Why this fear is irrational: My wife doesn't know I have a crush on Michelle Williams.

5) Zombie Ass: Toilet of the Dead (2012, Noboru Iguchi) - "What kind of fetishist mood was my husband in last night that he was watching a movie involving zombies, shit and Japanese girls in skimpy school uniforms?"
Why this fear is irrational: It's just a zombie movie, albeit an oddball and probably terrible one.

6) Show Me Love (1998, Lukas Moodysson) - "Is this the lesbian movie my husband watched when he decided Blue is the Warmest Color was too long?"
Why this fear is irrational: She probably wouldn't have even heard of the movie or bothered to look up what it was about, and the title is pretty vague.
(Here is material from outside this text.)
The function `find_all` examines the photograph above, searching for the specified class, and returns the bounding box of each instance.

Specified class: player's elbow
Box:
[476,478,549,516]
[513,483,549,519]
Plus, we loved Moodysson's film Together.

7) Irreversible (2002, Gaspar Noe) - "Why did my husband want to watch a movie featuring a nine-minute rape scene a second time?"
Why this fear is irrational: Okay, it's not so irrational. (The movie is brilliant and haunting, though.)

8) The Piano Teacher (2001, Michael Haneke) - "Why did my husband want to watch this movie that I warned him was brutal?"
Why this fear is irrational: I don't even know what's brutal about it, though I believe it's something sexual. And besides, she's actually seen it.
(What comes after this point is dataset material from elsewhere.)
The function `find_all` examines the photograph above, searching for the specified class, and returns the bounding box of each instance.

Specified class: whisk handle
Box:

So now that I've proved that all (okay, most) of these fears are irrational, I oughtta go get watching, right?

Not so fast. I mean, I'm still the same neurotic I was at the beginning of this post.
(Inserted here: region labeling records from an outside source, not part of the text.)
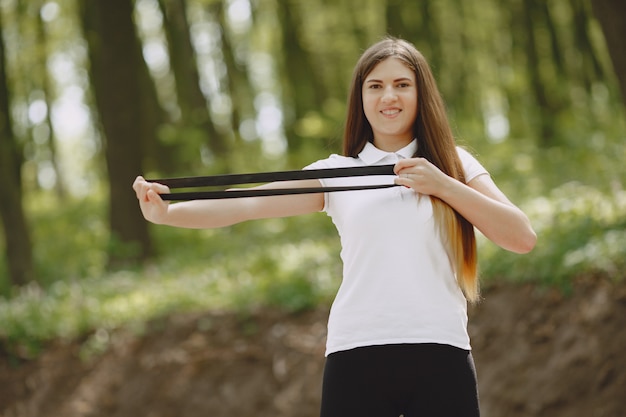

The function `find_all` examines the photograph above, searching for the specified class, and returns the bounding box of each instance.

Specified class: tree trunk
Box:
[591,0,626,103]
[277,0,324,155]
[80,0,156,267]
[0,12,34,285]
[159,0,229,168]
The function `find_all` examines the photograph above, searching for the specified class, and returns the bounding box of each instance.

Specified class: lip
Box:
[380,107,402,117]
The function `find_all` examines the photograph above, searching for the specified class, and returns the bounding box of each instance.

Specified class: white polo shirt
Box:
[306,141,487,355]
It's not so much the idea that I might ever want to watch these movies that bothers me ... it's giving my wife that moment where she says "Why did he choose to watch this movie last night?" In other words, what mood was he in that made him think this was the right movie to scratch that itch?

That thinking too is highly irrational ... in the sense that it can be applied to any time we watch a movie for any reason. Every viewing we've ever had, you might say, has been preceded by a particular mood that created the necessary conditions to kick off the viewing. If you're ever going to watch Irreversible, you have to at some point decide that tonight's the night.

But it isn't so surprising to me that I should want to keep some of these things hidden. Irreversible is, in many ways, a dark and twisted film, one that plumbs the very depths of darkness and brutality. It also contains some moments that are just plain beautiful. The overall cinematic experience is unforgettable, and something I seek to repeat. But I also don't want to be accountable for why I wanted to watch it again. I don't want anyone to think that I'm a disturbed individual who gets some sort of sick pleasure from watching Monica Bellucci get raped for nine minutes. Although that's the most famous thing about the movie, it's hardly the most interesting. I sort of want to watch this movie again just for that incredible final shot and the strobe light effect that closes the movie. Oh, and for that part where the guy's head gets smashed in with a fire extinguisher, which was simply horrifying.

So yeah, I won't be watching Irreversible again until the circumstances are just right ... when I can hide the evidence of having done so.

The others? Well, you could argue that simply adding them to our queue in the first place was the moment when my wife's eyebrows might have raised. You could argue that watching the title is just the logic eventual completion of a transaction that may have begun years ago.

The most irrational thing about this whole post? My wife isn't like that. She doesn't think things to death. She doesn't wonder about my secret motivations. She just isn't wired that way. If she saw that Irreversible was one of the three most recent views on our accout, her eyes and brain would make a momentary acknowledgement of the simple fact of it, without applying any additional analysis. Then she'd just move on.

In fact, you might say, the only reason she'd have occasion to think about any of this would be if she were to read this post.

Neurotics ... you just can't save us from ourselves.